The bill, sponsored by Rep. Chad Bennion, R-Murray, would allow competition with PacifiCorp.
"Utah has no statutes or rules that give owners or developers of Utah's electrical generation resources a fair opportunity to compete with PacifiCorp and its affiliates to provide new generation resources," Bennion said Wednesday.
"New rules are needed to protect ratepayers against unfair business practices and create a fair and open competitive process for the development of the best electrical generation resources, regardless of ownership or affiliation."
The bill, which would not apply to rural electric cooperatives or municipal power systems, is expected to be discussed by the House Public Utilities and Technology Standing Committee this week.
Utilities are under increased pressure from their parent companies to increase profits, Bennion said, adding that the bill was prompted in part by PacifiCorp's purchase of all of the output of a new power plant in West Valley City. The plant was built by nonregulated PacifiCorp Power Marketing, a subsidiary of PacifiCorp parent ScottishPower.
"I think the company ought to be able to make a profit, but it ought to be reasonable. And just because it thinks it needs to increase its revenues, there should be some return to the citizens of the state," he said.

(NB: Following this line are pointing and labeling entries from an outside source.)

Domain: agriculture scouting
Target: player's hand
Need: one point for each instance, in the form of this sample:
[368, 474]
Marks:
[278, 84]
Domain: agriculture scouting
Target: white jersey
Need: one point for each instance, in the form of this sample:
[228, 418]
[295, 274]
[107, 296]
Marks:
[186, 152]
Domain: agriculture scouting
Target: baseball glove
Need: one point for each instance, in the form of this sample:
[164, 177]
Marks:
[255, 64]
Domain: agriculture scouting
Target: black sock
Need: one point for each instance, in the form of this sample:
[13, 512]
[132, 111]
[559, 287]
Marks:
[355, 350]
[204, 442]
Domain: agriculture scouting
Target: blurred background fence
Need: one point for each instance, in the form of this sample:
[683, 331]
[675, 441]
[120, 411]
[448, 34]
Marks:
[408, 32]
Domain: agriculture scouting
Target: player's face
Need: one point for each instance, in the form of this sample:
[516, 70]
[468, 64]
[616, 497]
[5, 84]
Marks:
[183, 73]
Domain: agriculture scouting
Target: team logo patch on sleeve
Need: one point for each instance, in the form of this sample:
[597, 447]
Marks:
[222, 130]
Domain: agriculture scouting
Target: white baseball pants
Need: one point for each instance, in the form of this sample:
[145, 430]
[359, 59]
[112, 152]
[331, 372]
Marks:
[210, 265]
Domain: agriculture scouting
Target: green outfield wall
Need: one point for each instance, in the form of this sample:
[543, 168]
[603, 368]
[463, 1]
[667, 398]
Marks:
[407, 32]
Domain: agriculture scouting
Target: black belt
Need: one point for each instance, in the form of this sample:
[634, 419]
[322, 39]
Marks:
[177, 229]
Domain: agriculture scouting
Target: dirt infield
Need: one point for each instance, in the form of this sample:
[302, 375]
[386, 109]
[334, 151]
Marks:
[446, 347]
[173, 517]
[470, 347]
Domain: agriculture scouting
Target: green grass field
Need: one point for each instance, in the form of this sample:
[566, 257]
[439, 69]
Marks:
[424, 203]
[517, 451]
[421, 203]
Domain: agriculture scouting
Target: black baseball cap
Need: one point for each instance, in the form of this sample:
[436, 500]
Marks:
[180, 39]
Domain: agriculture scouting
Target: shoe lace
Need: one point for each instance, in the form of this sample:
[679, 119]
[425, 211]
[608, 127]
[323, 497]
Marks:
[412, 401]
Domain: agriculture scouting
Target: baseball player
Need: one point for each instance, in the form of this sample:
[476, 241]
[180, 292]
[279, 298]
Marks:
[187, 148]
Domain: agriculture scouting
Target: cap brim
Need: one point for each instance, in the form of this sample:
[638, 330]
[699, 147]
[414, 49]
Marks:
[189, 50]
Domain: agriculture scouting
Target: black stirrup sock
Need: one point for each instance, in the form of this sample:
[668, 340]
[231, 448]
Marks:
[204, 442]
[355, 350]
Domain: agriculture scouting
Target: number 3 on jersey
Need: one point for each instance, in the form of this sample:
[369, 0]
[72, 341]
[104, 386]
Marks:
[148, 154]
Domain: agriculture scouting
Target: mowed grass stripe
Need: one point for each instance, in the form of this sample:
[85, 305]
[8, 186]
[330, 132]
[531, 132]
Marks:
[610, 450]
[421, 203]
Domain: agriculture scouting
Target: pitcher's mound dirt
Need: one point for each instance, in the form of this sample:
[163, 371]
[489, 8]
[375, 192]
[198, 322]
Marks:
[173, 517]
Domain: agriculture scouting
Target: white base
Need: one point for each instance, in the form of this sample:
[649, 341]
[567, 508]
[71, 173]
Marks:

Dave Eskelsen, a spokesman for PacifiCorp, said the bill would make acquiring resources "overly complex and delay the process to the detriment of customers."
"What this bill does is create new, unnecessary layers of regulation targeted toward Utah Power's work to acquire cost-effective resources for customers," he said, adding that acquiring resources already is time-consuming.
"Delays in this process could severely impair the company's ability to meet those needs in the most reliable, cost-effective way."